Let’s say you have a variable called Eye Color. It has the categories: brown, blue and green. You might decide to create a numerical column with only a 0 or 1 for each of the eye colors, so you end up with something like this:

brown blue green
1 0 0
0 1 0
0 0 1

The problem with this is that some models expect an intercept term and insert a column of 1s into your data set which would change the above table to:

intercept brown blue green
1 1 0 0
1 0 1 0
1 0 0 1

See the issue? The intercept column is a linear combination of the brown, blue, and green columns. If you’re building a least squares regression model, you’ve just violated its assumption of full rank (meaning all columns in your data set are linearly independent from each other) which means you couldn’t rely on any prediction that model gave you.

The better way to construct dummy variables is to choose a common reference category (like brown if brown appears more often in the data set) and use that category as a common reference. Thus, one would only need 2 columns for 3 categories. Note that brown can be inferred by a 0 in the blue column and a 0 in the green column like the first row in this table:

intercept blue green
1 0 0
1 1 0
1 0 1

Also, notice that all columns are linearly independent from each other; there’s no way to take a linear combination of the columns to get the same values in another column.

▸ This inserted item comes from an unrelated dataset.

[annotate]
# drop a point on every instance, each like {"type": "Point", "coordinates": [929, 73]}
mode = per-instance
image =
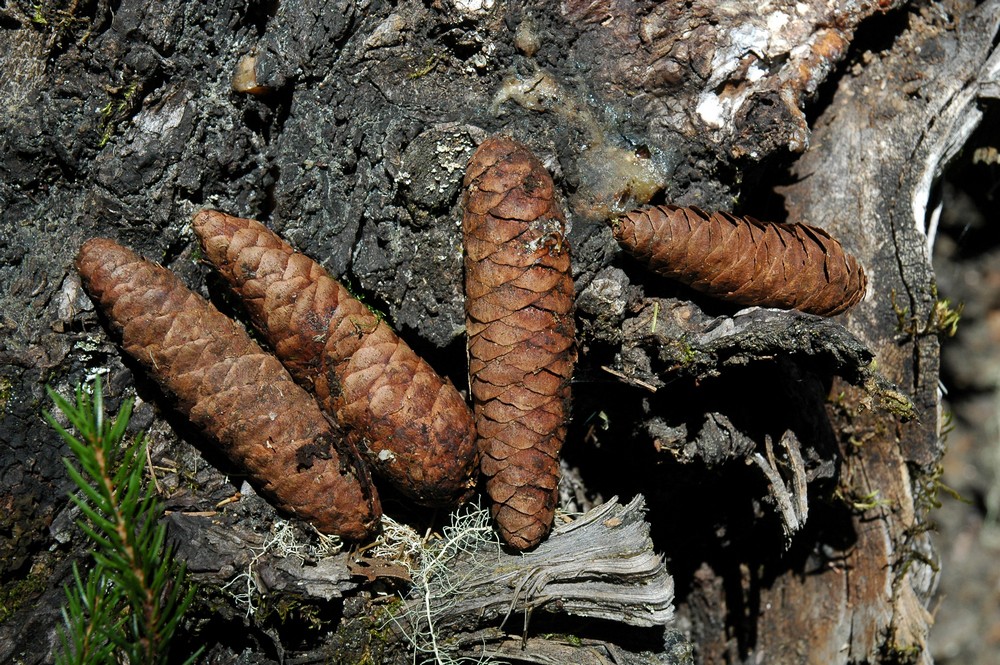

Many modeling functions in Python and R will take your data set that might contain categorical variables and automatically dummify them for you, so best not to create your own function to do this. However, if you must, just remember to create your dummy variables in a way that won’t create linear dependence in your data set. A good rule of thumb for how many dummy columns you’ll end up with for any given categorical variable is # categories in that variable - 1.